As the real food movement has grown, we've seen a huge increase in the amount of families seeking their food from alternative sources -- like private farms.
And we've also seen an increase in the amount of farmers who are willing to provide us with wonderful, nourishing food.
These are good developments, but along with this growth comes some confusion and unintended consequences. Many a farmer has been burned by a customer who just didn't understand.
Buying from a farmer is different than buying from a grocery store. Different rules apply. You have to learn to think in a whole new way.
The bottom line is this: we have to treat our farmers and sources well so they will continue to be there for us.
We've put together this guide for a start.
Let's treat our farmers right.
Laurie and Jamie
1| Be considerate.
The greatest of the Farm Sourcing commandments, encompassing all of the others. The old adage, “Do unto others as you would have them do unto you,” applies in full force here.
When in doubt as to how to act when sourcing — and in life — remember #1.
2| What thou orderest, must thou buy…whether or not thou still needs it!
The moment you place the order, consider it a binding contract.
We've heard many a tragic tale of a farmer stuck with goods that were ordered by well-meaning people…and then abandoned.
Remember: your farmer plans his farm production and finances around your orders. Often, to fulfill your order, they must first invest their own money and resources. In essence, if you don’t pay for what you ordered, you are stealing from your farmer.
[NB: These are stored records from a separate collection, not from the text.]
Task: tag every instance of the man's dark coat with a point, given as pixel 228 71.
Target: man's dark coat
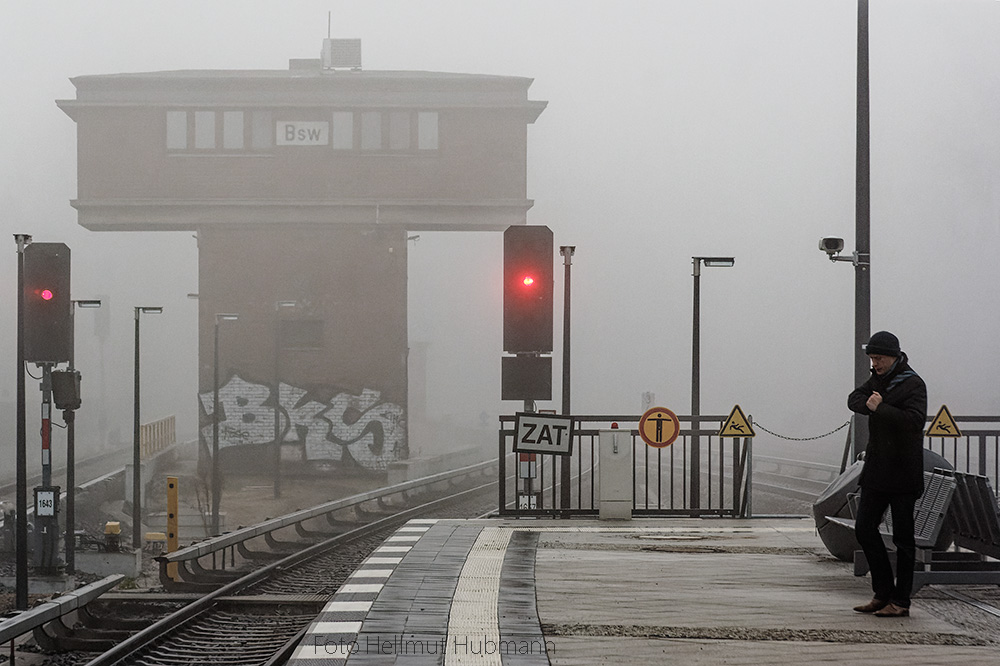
pixel 894 459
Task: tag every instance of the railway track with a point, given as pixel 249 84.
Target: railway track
pixel 256 612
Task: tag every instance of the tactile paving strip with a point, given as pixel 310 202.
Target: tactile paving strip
pixel 464 594
pixel 473 625
pixel 332 637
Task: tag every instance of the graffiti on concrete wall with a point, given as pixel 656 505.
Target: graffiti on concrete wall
pixel 360 428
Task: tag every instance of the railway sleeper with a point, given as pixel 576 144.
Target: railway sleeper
pixel 287 547
pixel 57 637
pixel 313 535
pixel 371 516
pixel 89 619
pixel 248 554
pixel 341 525
pixel 190 581
pixel 220 575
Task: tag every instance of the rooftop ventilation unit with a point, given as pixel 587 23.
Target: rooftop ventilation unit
pixel 341 53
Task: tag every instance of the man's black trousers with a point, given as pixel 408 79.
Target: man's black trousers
pixel 871 508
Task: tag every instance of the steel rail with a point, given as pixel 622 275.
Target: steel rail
pixel 229 539
pixel 159 630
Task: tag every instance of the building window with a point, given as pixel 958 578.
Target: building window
pixel 244 131
pixel 427 130
pixel 176 130
pixel 232 130
pixel 371 130
pixel 204 130
pixel 261 130
pixel 399 131
pixel 343 130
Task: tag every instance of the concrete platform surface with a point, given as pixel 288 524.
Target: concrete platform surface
pixel 646 591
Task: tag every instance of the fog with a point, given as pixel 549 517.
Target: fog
pixel 673 129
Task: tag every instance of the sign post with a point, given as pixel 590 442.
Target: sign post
pixel 659 427
pixel 549 434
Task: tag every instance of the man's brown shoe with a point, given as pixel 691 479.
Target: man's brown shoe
pixel 872 606
pixel 892 610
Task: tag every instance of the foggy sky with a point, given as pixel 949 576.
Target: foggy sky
pixel 673 129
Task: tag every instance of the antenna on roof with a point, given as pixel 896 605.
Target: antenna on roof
pixel 340 53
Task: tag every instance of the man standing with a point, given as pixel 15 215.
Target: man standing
pixel 895 401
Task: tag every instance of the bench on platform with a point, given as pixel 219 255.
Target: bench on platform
pixel 965 506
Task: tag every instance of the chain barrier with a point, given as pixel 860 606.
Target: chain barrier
pixel 801 439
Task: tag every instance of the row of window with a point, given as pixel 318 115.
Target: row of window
pixel 261 131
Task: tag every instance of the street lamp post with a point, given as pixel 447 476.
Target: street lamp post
pixel 277 393
pixel 70 418
pixel 136 458
pixel 565 479
pixel 216 485
pixel 696 263
pixel 21 521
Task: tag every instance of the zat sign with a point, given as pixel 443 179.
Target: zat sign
pixel 543 433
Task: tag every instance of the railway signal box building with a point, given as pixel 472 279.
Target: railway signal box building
pixel 302 186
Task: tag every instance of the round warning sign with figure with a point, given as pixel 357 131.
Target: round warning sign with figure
pixel 659 427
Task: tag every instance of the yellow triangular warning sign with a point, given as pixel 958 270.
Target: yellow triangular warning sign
pixel 737 425
pixel 944 425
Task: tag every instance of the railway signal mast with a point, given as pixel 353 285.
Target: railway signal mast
pixel 48 341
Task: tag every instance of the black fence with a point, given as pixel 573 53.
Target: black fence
pixel 694 476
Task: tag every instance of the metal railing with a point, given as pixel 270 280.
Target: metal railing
pixel 156 436
pixel 661 479
pixel 977 451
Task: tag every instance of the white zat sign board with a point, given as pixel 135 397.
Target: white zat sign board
pixel 543 433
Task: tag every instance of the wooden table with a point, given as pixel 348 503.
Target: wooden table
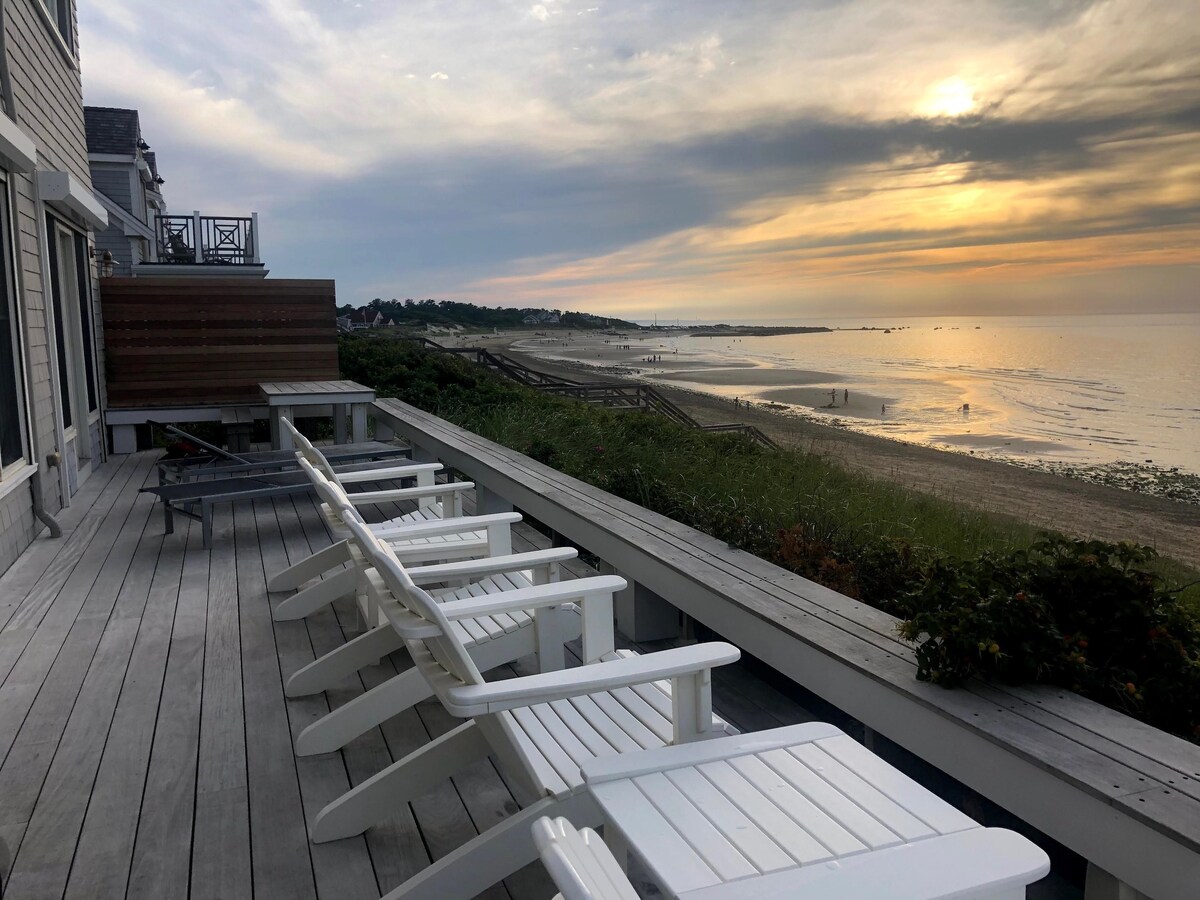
pixel 285 397
pixel 799 811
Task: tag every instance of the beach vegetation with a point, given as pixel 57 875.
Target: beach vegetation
pixel 951 574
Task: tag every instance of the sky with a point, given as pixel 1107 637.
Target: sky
pixel 696 160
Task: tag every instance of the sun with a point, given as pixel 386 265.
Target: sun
pixel 947 99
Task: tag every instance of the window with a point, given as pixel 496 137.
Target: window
pixel 73 331
pixel 58 12
pixel 12 394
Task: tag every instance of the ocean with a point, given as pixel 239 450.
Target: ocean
pixel 1079 390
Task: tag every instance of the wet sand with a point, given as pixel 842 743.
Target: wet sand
pixel 1071 505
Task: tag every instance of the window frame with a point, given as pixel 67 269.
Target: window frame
pixel 75 325
pixel 12 471
pixel 58 19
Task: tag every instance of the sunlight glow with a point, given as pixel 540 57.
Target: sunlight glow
pixel 949 97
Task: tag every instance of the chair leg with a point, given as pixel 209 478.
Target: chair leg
pixel 340 727
pixel 316 597
pixel 496 853
pixel 366 649
pixel 378 797
pixel 310 567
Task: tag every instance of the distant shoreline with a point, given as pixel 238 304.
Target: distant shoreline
pixel 755 330
pixel 1043 498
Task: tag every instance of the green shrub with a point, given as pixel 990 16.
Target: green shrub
pixel 952 573
pixel 1083 615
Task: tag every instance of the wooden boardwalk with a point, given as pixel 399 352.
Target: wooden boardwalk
pixel 145 744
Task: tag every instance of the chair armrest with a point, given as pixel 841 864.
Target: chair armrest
pixel 409 471
pixel 492 565
pixel 534 598
pixel 469 700
pixel 363 498
pixel 437 527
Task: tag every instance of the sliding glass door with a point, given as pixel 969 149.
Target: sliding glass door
pixel 75 334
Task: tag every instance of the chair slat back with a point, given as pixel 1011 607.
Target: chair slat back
pixel 447 654
pixel 330 492
pixel 305 450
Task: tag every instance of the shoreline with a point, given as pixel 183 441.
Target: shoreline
pixel 1063 501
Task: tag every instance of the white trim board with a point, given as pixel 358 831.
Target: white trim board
pixel 65 190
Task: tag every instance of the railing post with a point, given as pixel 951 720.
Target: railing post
pixel 253 239
pixel 155 239
pixel 197 238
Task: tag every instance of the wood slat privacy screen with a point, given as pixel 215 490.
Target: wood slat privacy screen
pixel 186 342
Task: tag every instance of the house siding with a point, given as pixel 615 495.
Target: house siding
pixel 114 240
pixel 113 180
pixel 48 101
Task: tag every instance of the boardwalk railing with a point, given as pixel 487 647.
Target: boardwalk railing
pixel 617 395
pixel 1123 796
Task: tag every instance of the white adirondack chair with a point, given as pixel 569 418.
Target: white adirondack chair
pixel 580 863
pixel 436 531
pixel 491 640
pixel 541 729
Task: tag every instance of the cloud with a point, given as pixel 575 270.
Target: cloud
pixel 622 156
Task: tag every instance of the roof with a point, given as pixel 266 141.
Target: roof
pixel 112 131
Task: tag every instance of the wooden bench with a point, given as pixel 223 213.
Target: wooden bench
pixel 239 424
pixel 1122 795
If you find you cannot use what you ordered, it is your responsibility to pay for and pick up your order, as you promised. (Then feel free to find another home for it!)
3| Expect to educate and to be educated.
The farmer/customer relationship is a relationship. Farmers are not mind readers. Tell them exactly what you want to buy and provide the literature so everyone understands.
In return, the farmer will have a lot to teach you, too. Make sure to listen.
4| Be helpful and friendly.
You and your farmer have entered into a relationship, and he or she is a human being, too. He will need help from time to time and you are in a great position to be of help. Help as much as you can and give freely of your cheerfulness!
Remember: a smile costs you nothing and pays great dividends!
5| Remember that a farm is someone’s home.
Treat it with the same respect you’d want people to show at your home.
Homes are where people sleep — don’t pull in at 11:47 PM and flash your headlights in the windows.